Good Times and Half-Good-Times

There are some experiences in life which when we look back a year or two later, we would, retrospectively, call them ‘Good times’. There are even fewer instances where we are relatively care-free and experience something good and on the way home or just after we enter our homes, we know that they were ‘good times’. Tonight, my first Rodeo experience, to me, was the ‘good times’ of the second kind. I was fortunate to have been able to go to the Rodeo with my good Christian friends at the GBC. Thanks to the Rodeo Badges they got. So here at 2:00 am, back at my home, I sit crystallizing the quintessential part of that experience in ‘words’. ‘Words’ are important to me.

I wish to expound on the words ‘good times’. First the word ‘good’… I am reading St. Augustine’s 'Confessions'. So I am led to look at the word ‘good’ using the Augustinian lens. As per St. Augustine’s world-view, there are two types of good(s) – the lower good(s) and the higher good(s). The lower good(s) are the good(s) that are in the earthly realms, contained within the physical realities of life – the sights and the sounds and the movements. The higher good(s) are in the heavenly realms, that transcend the physical realities. St. Augustine’s seminal idea, I believe is that an ‘ordinate’ experience of the lower goods would point us towards the higher goods and help us experience the highest of the higher goods, which is, having a relationship with God.

This idea I think, was beautifully encapsulated in the song ‘Hello World’ that was sung by Lady Antebellum at the concert in the Rodeo. Before singing this song, there was a special introduction, that this song was very special to the singers in the band. To put it bluntly, that song exuded with theism. Oh, I loved it. My mind was racing as I was enthralled by the lyrics. It is about a guy/girl with a ‘broken heart of steel’ despairing over the pointlessness of life. Then he/she finds ‘meaning’ in the smile of a little girl with chocolate on her face. He/she then finds deeper ‘meaning’ in his home and his family – wife/husband and kids. This ‘unfurls’ his/her faith. And the song ends with his/her falling on his/her knees in a ‘believing surrender’ to the One above.

The essence of this song, the way I see it through the Augustinian lens is that, the little things in life, like the blissful smile of a little girl and the heavier things of life like the assurance of life that comes with home and hearth are the ‘lower good(s)’of life which give meaning in the midst of our despair. And then through the assurance of this ‘meaning in spite of darkness’, the lower good(s) help us to exercise our faith and look up above and reach up and surrender to the ‘greatest good’ - God.

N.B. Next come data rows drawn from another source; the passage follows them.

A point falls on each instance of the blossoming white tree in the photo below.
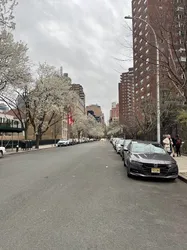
(14, 62)
(87, 126)
(47, 100)
(6, 14)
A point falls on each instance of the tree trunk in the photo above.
(37, 141)
(79, 133)
(26, 131)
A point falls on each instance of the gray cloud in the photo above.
(81, 35)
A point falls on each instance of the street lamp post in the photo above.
(157, 73)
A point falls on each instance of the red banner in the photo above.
(70, 119)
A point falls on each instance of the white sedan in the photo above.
(2, 152)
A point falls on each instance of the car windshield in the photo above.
(127, 143)
(120, 141)
(143, 148)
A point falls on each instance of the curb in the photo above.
(182, 178)
(27, 151)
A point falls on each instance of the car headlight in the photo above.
(172, 165)
(137, 163)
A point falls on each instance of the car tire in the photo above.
(1, 154)
(128, 173)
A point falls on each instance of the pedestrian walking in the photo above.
(178, 145)
(168, 145)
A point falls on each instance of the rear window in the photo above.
(142, 148)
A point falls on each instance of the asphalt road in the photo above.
(79, 198)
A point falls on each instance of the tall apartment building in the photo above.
(161, 16)
(126, 97)
(79, 90)
(114, 112)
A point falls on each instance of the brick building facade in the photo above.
(114, 112)
(126, 97)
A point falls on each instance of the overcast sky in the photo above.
(83, 36)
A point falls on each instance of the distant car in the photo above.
(2, 152)
(62, 143)
(149, 159)
(103, 139)
(119, 145)
(123, 149)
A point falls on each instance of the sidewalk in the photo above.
(182, 164)
(10, 151)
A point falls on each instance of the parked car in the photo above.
(62, 143)
(149, 159)
(119, 145)
(2, 152)
(124, 149)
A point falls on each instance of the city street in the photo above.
(79, 198)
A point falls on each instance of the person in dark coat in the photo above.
(178, 145)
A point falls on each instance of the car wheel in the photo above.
(1, 154)
(128, 173)
(172, 179)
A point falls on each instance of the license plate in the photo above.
(155, 170)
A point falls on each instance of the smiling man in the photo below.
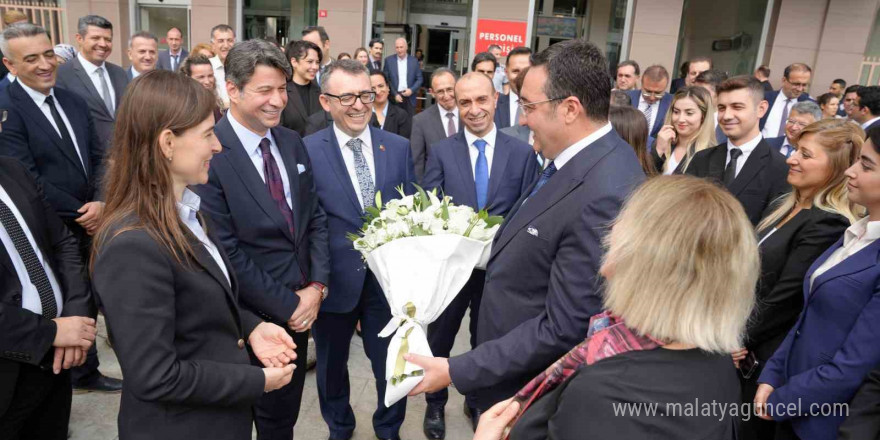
(352, 163)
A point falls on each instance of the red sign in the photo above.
(506, 34)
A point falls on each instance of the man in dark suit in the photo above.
(100, 83)
(404, 76)
(438, 121)
(795, 81)
(745, 164)
(542, 283)
(652, 99)
(353, 162)
(302, 90)
(261, 197)
(44, 303)
(172, 58)
(484, 169)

Now, the phrase ‘good times’ needs some exposition, because standing alone, the phrase makes only an illusionary sense of goodness. There is a popular saying, “When the real God arrives, the half-gods flee”. But C.S. Lewis, in his book ‘Four Loves’, says that the opposite is the truth. He says, “When the real God arrives, only then, the half-gods can stay”. The ‘good times’ we experience are like the half-gods. They can only make sense only if we have the assurance of a real God who promises eternal good. In other words, if we do not have the assurance of being with God, in this life and the next, then all the ‘good times’ we experience in this life is as non-sensical as setting the board to have some good-times by playing one last game of poker on the deck of the sinking Titanic. It is only when we have the assurance of enjoying the ‘real’ good times, eternally with God, will we truly be able to enjoy these half-good-times in this world. Good-times aren’t good-times without God-time in our life.

I had some ‘good times’ this evening, I thank God for them. They are just half-good. The real good is in the relationship with God. These half-good-times are just a fore-taste of the real good-times we will eternally celebrate with the Eternally Good One. May God be eternally praised.